Understanding Windows Application Types
Windows doesn’t treat all applications equally. Each installation type requires different removal commands, different privilege levels, and different failure
modes.
| Type | Description | Install Scope | Common Install Path | Uninstall Command / Method | Typical Challenges |
| Windows Store (AppX / MSIX) | Apps downloaded from the Microsoft Store; sandboxed and registered per user. | User or All Users | C:\Users\<User>\AppData\Local\Packages | Remove-AppxPackage or Remove-AppxPackage -AllUsers | Requires per-user context unless installed for all users. SYSTEM can’t see user-scoped AppX packages directly. |
| Program Apps (EXE / Winget) | Traditional or open-source programs installed from executables (e.g., .exe, .bat, .cmd). | Usually User | C:\Users\<User>\AppData\Local\Programs | winget uninstall –name <AppName> –version <Version> | Behaves differently under SYSTEM vs user context. Can silently fail if registry entries are missing. |
| MSI Applications | Microsoft Installer packages (.msi) that standardize installation and removal. | System | C:\Program Files or C:\Program Files (x86) | msiexec /x {ProductCode} /quiet or winget uninstall | Generally reliable, but may prompt for missing uninstallers or elevated rights. |
| MSU Updates | Windows Update Standalone packages (.msu) used for patches or drivers. | System | C:\Windows\SoftwareDistribution | wusa.exe /uninstall /kb:<KBID> /quiet | Requires exact KB reference; some updates can’t be removed once superseded. |
Why It’s Difficult (And Why Teams Still Use Manual Processes)

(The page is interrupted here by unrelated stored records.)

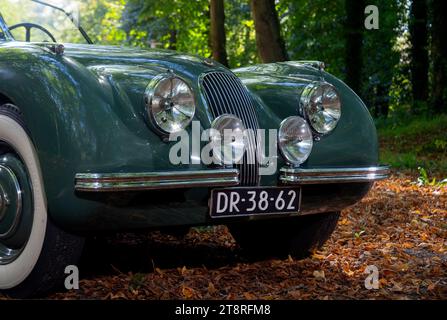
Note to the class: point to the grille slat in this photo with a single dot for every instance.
(225, 94)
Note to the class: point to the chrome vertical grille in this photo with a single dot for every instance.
(225, 94)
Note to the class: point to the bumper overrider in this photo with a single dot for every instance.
(115, 182)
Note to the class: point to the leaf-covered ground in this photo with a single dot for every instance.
(400, 228)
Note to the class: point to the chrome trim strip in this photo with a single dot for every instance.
(112, 182)
(333, 175)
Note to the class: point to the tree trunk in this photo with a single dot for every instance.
(419, 53)
(218, 36)
(354, 43)
(271, 47)
(439, 56)
(172, 40)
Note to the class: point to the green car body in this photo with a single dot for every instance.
(85, 113)
(80, 153)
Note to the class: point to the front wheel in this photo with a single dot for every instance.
(33, 251)
(297, 236)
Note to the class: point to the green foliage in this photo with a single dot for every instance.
(412, 142)
(313, 30)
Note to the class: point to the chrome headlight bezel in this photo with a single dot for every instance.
(149, 95)
(306, 132)
(310, 108)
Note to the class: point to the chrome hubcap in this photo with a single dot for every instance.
(16, 207)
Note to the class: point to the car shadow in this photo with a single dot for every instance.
(142, 253)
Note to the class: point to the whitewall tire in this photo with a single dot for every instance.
(40, 250)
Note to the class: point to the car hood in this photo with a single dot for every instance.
(156, 59)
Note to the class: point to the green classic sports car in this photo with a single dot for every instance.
(102, 138)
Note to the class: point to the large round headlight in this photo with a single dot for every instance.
(228, 139)
(321, 106)
(170, 103)
(295, 140)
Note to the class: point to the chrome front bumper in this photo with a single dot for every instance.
(333, 175)
(112, 182)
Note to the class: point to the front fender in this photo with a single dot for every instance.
(78, 123)
(277, 88)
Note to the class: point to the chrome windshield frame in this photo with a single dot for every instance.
(4, 29)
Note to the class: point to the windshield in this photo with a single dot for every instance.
(29, 20)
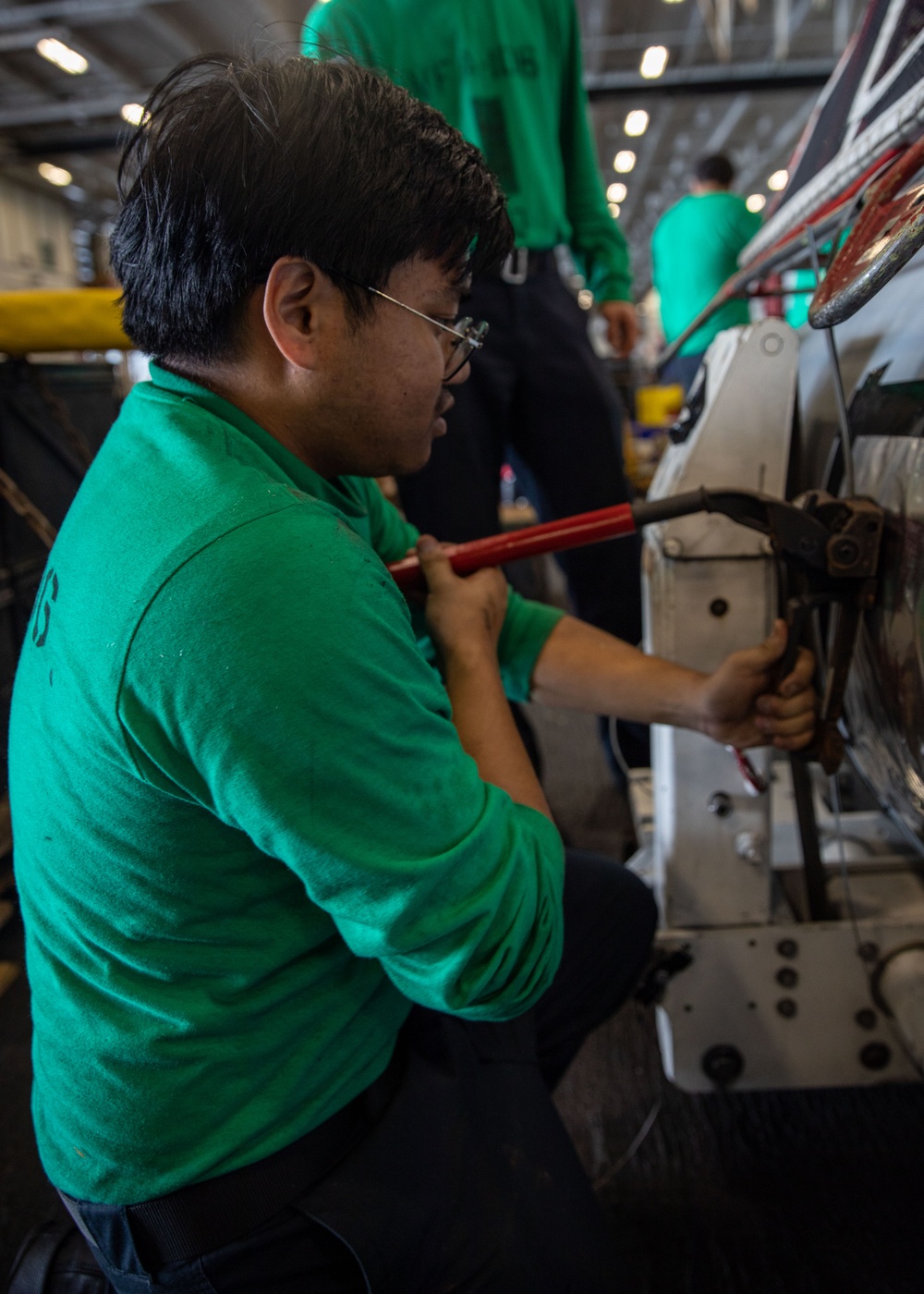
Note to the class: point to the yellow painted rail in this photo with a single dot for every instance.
(83, 319)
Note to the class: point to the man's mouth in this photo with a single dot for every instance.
(442, 410)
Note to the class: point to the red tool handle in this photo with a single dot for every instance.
(571, 532)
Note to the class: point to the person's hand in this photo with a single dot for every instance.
(464, 615)
(739, 707)
(621, 326)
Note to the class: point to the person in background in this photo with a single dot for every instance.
(694, 250)
(509, 77)
(307, 955)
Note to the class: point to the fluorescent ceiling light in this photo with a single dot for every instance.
(133, 113)
(62, 55)
(653, 61)
(55, 174)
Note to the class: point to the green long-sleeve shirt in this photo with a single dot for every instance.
(694, 250)
(509, 75)
(246, 834)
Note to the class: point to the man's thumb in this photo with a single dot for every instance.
(433, 560)
(774, 644)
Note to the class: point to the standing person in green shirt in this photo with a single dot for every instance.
(304, 948)
(509, 77)
(694, 250)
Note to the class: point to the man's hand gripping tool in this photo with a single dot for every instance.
(829, 549)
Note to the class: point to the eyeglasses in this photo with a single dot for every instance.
(468, 336)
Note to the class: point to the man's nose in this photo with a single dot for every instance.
(457, 378)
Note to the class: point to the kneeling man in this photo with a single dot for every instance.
(306, 953)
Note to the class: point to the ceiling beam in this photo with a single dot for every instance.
(73, 12)
(714, 79)
(65, 110)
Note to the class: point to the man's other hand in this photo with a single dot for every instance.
(621, 326)
(464, 615)
(740, 705)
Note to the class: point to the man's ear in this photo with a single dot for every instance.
(300, 306)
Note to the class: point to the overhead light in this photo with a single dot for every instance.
(55, 174)
(62, 55)
(133, 113)
(653, 61)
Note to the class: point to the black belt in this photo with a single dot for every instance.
(524, 262)
(207, 1215)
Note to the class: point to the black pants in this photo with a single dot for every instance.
(539, 387)
(468, 1181)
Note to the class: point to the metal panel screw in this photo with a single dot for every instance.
(723, 1064)
(720, 804)
(875, 1056)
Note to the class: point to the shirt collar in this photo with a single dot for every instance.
(299, 472)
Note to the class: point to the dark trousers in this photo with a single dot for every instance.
(468, 1181)
(682, 369)
(539, 387)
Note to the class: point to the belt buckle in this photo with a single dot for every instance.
(516, 267)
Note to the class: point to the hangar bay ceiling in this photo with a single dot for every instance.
(736, 75)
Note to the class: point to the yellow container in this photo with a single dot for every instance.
(658, 407)
(83, 319)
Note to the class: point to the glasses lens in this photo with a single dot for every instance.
(470, 338)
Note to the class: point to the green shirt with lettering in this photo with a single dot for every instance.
(694, 250)
(509, 75)
(248, 836)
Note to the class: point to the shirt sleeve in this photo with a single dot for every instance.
(335, 29)
(597, 242)
(527, 624)
(290, 699)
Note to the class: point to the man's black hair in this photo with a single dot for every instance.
(241, 162)
(714, 170)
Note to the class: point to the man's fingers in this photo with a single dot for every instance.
(801, 675)
(433, 562)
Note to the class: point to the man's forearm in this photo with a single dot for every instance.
(487, 730)
(588, 669)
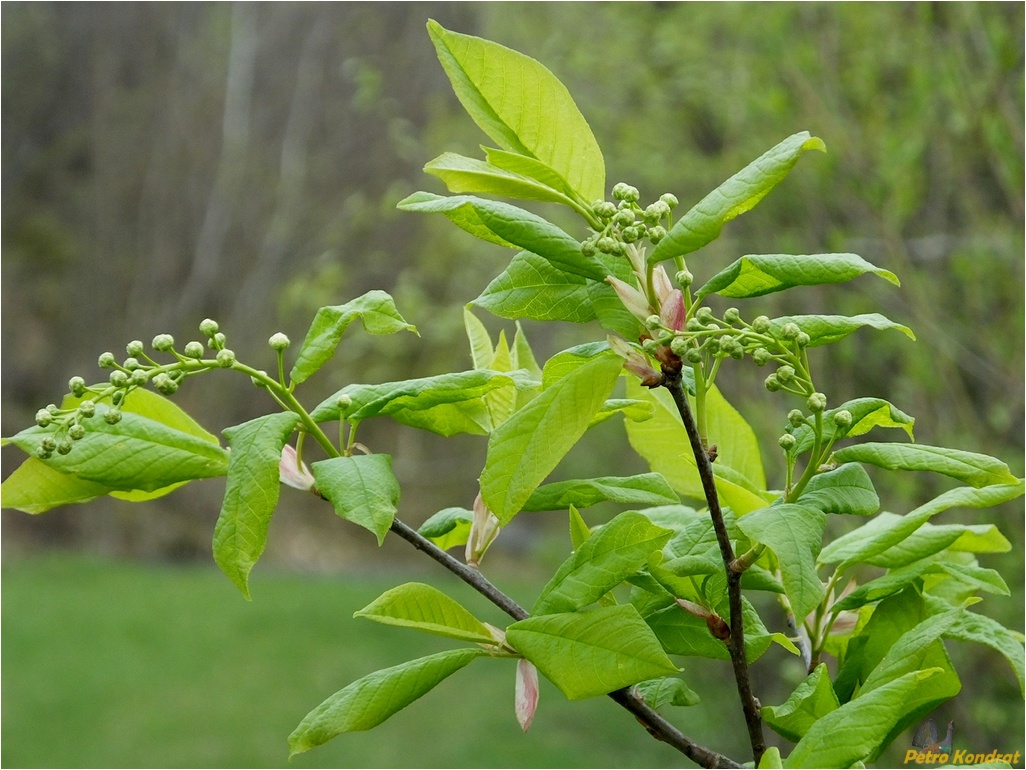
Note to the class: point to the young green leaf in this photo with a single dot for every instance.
(825, 330)
(886, 531)
(376, 309)
(705, 221)
(508, 225)
(845, 490)
(605, 560)
(250, 493)
(526, 448)
(969, 467)
(646, 489)
(522, 107)
(533, 287)
(136, 453)
(426, 609)
(866, 415)
(463, 175)
(370, 700)
(448, 528)
(758, 274)
(592, 652)
(362, 489)
(864, 722)
(812, 700)
(794, 533)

Even with elevated privileges, uninstalling Windows applications isn’t uniform.
Scope differences:
SYSTEM doesn’t have direct access to user profiles or registry hives where many apps reside.
Tool inconsistency:
winget, Get-AppxPackage, and msiexec each handle different installation formats and behave differently depending on context.
Silent failures:
Many uninstallers don’t report accurate exit codes, making it hard to confirm success.
Building a universal uninstallation workflow means handling all of these edge cases — and doing so safely across thousands of endpoints.
The Anzenna Approach
Anzenna bridges this gap by leveraging existing EDR tools, like CrowdStrike RTR, SentinelOne, Microsoft Defender, to automate application discovery, risk assessment, and removal across all privilege scopes and installation types.
The platform handles:
- Cross-scope enumeration: Discovers both SYSTEM-visible and user-scoped applications across all profiles
- Intelligent uninstallation: Selects the correct removal method (AppX cmdlets, winget, msiexec, custom uninstallers) based on application type
- Verification: Confirms complete removal including registry entries, leftover files, and running processes
- Scale: Removes applications from thousands of endpoints simultaneously through existing EDR infrastructure
No new agents. No MDM dependency. No three-day deployment windows.
Conclusion
By combining CrowdStrike RTR with a deep understanding of Windows application architectures, we’ve built a reliable way to uninstall nearly any application, regardless of how it was installed or which user installed it.
This approach empowers security and IT teams to respond to software risks in real time, without relying on MDMs or user intervention. It’s a perfect example of how visibility and automation work hand-in-hand: discover what’s risky, then remediate it instantly, keeping your environment clean, consistent, and secure.